Variability of Escherichia coli Concentrations in an Urban Watershed in Texas
Publication: Journal of Environmental Engineering
Volume 136, Issue 12
Abstract
In this study, daily Escherichia coli measurements at six locations in an urban watershed in Houston, were undertaken over a period of 12 weeks, and were analyzed using time series and fractal analyses. The time series analysis revealed that the E. coli data series were nonrandom in nature and were characterized by a lack of periodicity. Shorter E. coli time series data sets (on the order of 10 days or less) exhibited a fractal structure, suggesting that micro scale time series may be fractal in nature in urban environments, a finding that has significant implications for bacteriological water quality monitoring.
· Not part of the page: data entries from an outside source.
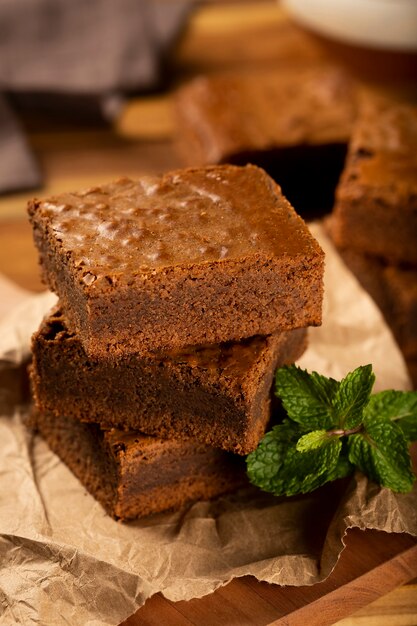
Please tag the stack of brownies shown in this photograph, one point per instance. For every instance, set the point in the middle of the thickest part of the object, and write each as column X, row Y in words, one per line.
column 179, row 296
column 374, row 222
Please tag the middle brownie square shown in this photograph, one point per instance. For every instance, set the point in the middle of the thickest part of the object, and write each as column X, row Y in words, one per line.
column 218, row 394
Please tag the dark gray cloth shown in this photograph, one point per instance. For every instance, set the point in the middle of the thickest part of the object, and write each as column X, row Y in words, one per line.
column 18, row 167
column 88, row 48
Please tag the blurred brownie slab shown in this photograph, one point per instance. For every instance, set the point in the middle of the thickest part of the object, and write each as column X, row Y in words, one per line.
column 376, row 207
column 196, row 256
column 133, row 475
column 394, row 290
column 295, row 123
column 217, row 394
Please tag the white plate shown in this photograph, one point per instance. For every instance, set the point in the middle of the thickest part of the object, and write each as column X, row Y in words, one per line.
column 382, row 24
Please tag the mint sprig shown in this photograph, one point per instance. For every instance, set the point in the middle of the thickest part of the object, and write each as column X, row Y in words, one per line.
column 332, row 428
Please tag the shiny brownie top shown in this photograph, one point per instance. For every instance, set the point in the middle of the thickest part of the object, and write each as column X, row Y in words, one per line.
column 185, row 218
column 383, row 151
column 267, row 108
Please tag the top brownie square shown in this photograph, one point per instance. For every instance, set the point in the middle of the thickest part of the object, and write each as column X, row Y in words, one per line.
column 196, row 256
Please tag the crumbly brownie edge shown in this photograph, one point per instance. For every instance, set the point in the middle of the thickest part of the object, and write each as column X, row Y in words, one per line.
column 80, row 447
column 155, row 396
column 251, row 299
column 189, row 472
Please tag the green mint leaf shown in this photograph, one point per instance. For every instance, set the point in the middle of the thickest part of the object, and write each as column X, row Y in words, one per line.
column 302, row 472
column 278, row 467
column 342, row 469
column 305, row 471
column 307, row 398
column 264, row 464
column 381, row 452
column 313, row 440
column 353, row 395
column 398, row 406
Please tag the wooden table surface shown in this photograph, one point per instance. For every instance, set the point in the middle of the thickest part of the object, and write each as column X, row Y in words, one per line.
column 369, row 582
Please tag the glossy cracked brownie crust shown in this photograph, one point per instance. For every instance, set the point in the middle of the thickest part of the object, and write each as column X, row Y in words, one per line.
column 197, row 256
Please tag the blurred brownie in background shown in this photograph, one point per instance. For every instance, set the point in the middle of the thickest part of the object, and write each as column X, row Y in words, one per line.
column 294, row 122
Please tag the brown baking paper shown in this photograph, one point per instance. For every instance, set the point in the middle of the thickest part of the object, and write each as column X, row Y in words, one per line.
column 63, row 560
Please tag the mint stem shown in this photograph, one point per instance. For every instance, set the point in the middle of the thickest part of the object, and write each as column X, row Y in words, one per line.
column 340, row 432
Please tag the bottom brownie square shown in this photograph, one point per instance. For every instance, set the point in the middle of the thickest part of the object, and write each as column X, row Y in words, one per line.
column 133, row 475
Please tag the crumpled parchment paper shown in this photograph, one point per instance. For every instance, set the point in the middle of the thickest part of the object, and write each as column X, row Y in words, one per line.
column 63, row 560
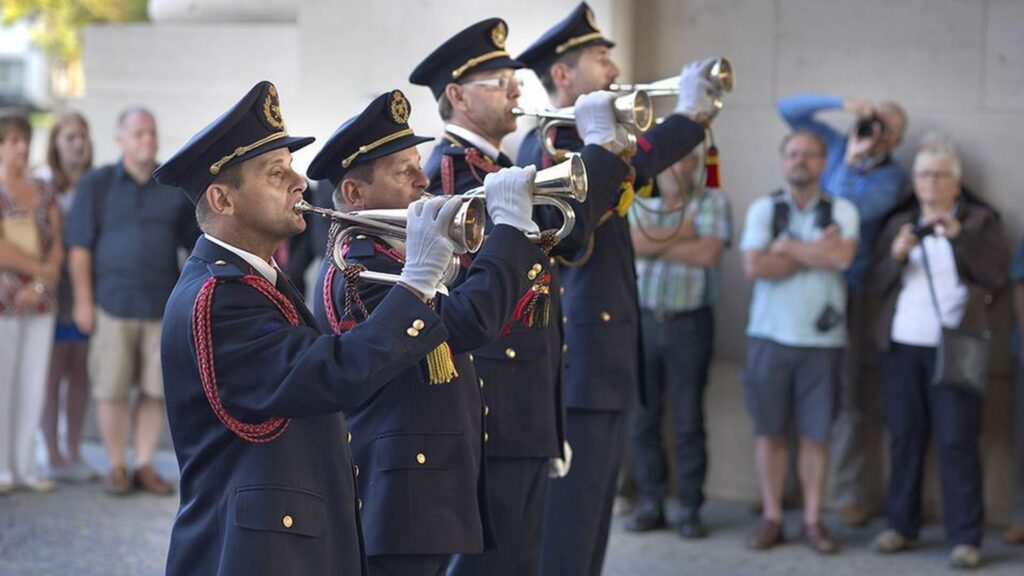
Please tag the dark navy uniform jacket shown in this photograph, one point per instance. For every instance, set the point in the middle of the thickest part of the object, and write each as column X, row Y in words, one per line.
column 522, row 370
column 601, row 314
column 236, row 494
column 419, row 446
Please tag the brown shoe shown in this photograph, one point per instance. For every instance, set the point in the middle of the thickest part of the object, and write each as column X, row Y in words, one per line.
column 1014, row 534
column 118, row 482
column 767, row 535
column 854, row 516
column 146, row 479
column 818, row 538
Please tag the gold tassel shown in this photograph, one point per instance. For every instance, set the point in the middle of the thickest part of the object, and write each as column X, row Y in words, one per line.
column 440, row 365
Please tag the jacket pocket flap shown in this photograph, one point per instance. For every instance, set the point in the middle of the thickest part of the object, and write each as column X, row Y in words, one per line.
column 419, row 450
column 281, row 509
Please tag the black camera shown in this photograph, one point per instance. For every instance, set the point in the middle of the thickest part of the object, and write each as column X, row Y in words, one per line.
column 828, row 319
column 868, row 126
column 923, row 231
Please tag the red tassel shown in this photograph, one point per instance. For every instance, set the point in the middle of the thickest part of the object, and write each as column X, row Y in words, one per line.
column 711, row 168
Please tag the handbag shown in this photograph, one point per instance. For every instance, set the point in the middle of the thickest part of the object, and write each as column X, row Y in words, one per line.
column 962, row 357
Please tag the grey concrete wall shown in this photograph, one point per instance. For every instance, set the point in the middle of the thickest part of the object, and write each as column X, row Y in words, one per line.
column 956, row 66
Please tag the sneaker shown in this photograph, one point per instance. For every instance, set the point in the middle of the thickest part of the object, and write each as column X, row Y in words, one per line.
column 118, row 482
column 768, row 534
column 965, row 557
column 853, row 516
column 818, row 538
column 649, row 516
column 890, row 541
column 1014, row 534
column 40, row 485
column 146, row 479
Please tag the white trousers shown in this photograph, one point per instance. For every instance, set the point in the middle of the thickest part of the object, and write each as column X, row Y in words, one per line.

Although stormflow E. coli concentrations were significantly higher than baseflow levels, the range of variability in E. coli concentrations both during dry and wet weather conditions was comparable, indicating the residual impacts of rain events on bayou water quality. While other studies in the literature have shown that afternoon E. coli levels were lower than morning levels, the results from this study demonstrate the complexity of this phenomenon and its dependence on flow, turbidity, total suspended solids, temperature and the location/land use of the monitoring point (upstream or downstream and rural/urban). Spatial variability was highly correlated to land use with key differences between grassland and urban uses: urbanized sites exhibited higher overall E. coli concentrations, experienced rebound in E. coli levels during and after a rain event, exhibited no correlations between total suspended solids and E. coli, and exhibited less daily variability in bacteria concentrations.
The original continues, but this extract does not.